What does the binary code mean? '0' means it has no dash (so I put it as a default and '1' means it has the dash or the typographic part of the symbol. That way in general Codetrix will be just a beautiful name for binaries that bridge the text and Generatrix symbol For you know where you press on the keyboard, because converting text directly to generatrix has a problem: Generatrix does not allow to differentiate the same words, since they overlap. If you write AVA with the font, you will see that it has only 2 typographic particles because only A and V was considered. Being more suitable it turns AVA into base 64 using its position, where A is the 10th and V is the 31st, then in binary (remembering not to confuse ordinal and cardinal numbers) and finally the binary converting for the symbol.
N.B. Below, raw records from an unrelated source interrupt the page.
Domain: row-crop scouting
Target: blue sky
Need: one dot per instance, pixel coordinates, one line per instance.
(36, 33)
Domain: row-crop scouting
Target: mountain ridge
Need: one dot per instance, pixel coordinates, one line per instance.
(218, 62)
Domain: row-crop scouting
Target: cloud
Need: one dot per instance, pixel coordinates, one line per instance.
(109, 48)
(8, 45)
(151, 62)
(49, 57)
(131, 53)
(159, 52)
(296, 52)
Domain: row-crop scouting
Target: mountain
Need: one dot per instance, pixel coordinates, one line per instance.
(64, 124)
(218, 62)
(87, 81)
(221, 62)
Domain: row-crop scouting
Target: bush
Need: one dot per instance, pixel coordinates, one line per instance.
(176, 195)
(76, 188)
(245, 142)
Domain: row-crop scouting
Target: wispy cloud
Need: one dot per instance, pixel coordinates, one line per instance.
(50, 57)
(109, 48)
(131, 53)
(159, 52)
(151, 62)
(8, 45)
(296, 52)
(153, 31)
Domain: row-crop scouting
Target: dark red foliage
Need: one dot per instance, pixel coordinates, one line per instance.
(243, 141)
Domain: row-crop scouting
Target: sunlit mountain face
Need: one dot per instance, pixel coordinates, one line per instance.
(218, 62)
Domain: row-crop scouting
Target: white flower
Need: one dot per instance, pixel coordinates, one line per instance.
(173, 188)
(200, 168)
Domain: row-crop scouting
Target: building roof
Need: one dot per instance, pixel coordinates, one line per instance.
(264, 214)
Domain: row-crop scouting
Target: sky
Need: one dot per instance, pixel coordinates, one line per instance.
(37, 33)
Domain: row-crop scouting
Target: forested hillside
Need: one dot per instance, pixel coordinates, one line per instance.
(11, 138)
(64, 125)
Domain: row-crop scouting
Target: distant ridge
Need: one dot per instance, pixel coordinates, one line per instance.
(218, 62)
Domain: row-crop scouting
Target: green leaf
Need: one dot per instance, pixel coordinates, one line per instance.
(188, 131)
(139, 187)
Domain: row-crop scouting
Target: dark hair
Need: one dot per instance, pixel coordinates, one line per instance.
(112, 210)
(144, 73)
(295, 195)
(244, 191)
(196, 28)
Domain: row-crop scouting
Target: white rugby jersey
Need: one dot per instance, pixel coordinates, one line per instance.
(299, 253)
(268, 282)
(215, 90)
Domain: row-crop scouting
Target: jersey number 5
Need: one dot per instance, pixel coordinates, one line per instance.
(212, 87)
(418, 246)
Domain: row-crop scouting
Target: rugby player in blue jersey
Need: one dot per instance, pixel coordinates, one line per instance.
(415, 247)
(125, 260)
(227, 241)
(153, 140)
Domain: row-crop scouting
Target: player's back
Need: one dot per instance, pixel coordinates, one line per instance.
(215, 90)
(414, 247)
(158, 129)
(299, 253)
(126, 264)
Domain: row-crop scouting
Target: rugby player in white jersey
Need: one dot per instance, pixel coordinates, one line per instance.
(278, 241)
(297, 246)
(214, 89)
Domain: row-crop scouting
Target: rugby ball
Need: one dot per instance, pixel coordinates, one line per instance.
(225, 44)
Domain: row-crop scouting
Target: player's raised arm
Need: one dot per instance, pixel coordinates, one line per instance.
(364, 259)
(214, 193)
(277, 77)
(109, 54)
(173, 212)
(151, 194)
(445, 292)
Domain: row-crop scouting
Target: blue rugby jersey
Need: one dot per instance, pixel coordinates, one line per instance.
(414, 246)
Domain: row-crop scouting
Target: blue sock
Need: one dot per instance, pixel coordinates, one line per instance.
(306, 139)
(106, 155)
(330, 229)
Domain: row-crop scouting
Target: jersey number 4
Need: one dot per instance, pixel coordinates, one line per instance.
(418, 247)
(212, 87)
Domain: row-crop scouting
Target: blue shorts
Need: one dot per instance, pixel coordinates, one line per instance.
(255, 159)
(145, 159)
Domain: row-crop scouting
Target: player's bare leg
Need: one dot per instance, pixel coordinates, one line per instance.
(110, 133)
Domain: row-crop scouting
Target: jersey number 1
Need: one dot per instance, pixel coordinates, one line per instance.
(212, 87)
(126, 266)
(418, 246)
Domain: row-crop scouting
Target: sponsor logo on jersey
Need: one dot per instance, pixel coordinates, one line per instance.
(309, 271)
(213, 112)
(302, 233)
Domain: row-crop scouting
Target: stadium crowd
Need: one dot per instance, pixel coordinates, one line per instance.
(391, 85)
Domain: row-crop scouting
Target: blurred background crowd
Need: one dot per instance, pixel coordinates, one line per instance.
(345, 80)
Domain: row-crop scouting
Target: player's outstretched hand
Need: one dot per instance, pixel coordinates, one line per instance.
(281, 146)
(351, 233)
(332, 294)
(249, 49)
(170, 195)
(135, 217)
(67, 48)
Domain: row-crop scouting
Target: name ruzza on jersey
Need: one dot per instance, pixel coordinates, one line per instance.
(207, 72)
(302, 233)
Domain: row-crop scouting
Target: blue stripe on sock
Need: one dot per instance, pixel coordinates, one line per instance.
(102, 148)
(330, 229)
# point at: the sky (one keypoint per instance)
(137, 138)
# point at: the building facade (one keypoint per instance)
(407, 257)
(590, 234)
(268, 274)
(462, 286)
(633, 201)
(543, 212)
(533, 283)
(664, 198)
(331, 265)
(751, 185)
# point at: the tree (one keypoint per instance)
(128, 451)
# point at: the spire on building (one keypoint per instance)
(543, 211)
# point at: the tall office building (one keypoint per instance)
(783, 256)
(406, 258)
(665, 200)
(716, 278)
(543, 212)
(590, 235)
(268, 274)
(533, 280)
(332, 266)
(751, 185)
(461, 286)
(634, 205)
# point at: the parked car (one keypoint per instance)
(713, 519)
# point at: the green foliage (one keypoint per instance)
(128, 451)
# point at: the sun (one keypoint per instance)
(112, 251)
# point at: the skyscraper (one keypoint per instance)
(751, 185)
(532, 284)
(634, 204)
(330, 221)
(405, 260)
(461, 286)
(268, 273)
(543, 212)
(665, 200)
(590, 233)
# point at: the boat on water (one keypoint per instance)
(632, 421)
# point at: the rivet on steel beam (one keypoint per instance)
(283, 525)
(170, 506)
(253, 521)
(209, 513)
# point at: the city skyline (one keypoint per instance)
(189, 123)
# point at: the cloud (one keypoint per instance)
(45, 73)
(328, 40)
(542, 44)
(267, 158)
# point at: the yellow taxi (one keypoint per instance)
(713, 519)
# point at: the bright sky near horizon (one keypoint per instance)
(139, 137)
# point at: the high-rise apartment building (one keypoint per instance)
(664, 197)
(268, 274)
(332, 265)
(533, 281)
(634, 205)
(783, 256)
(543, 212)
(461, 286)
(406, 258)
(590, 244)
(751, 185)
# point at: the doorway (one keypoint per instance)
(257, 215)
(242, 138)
Generatrix's goal is to compress information. We stopped writing more and started to process more information. For future goals, it would be the idea of being able to write entire pages of books in just one symbol. A wording on a symbol.
As you can see, this system of font have been made to be customizable and generated many symbols.
It is under the Creative Commons Non Commercial v3 license, so that everyone can adapt to their needs.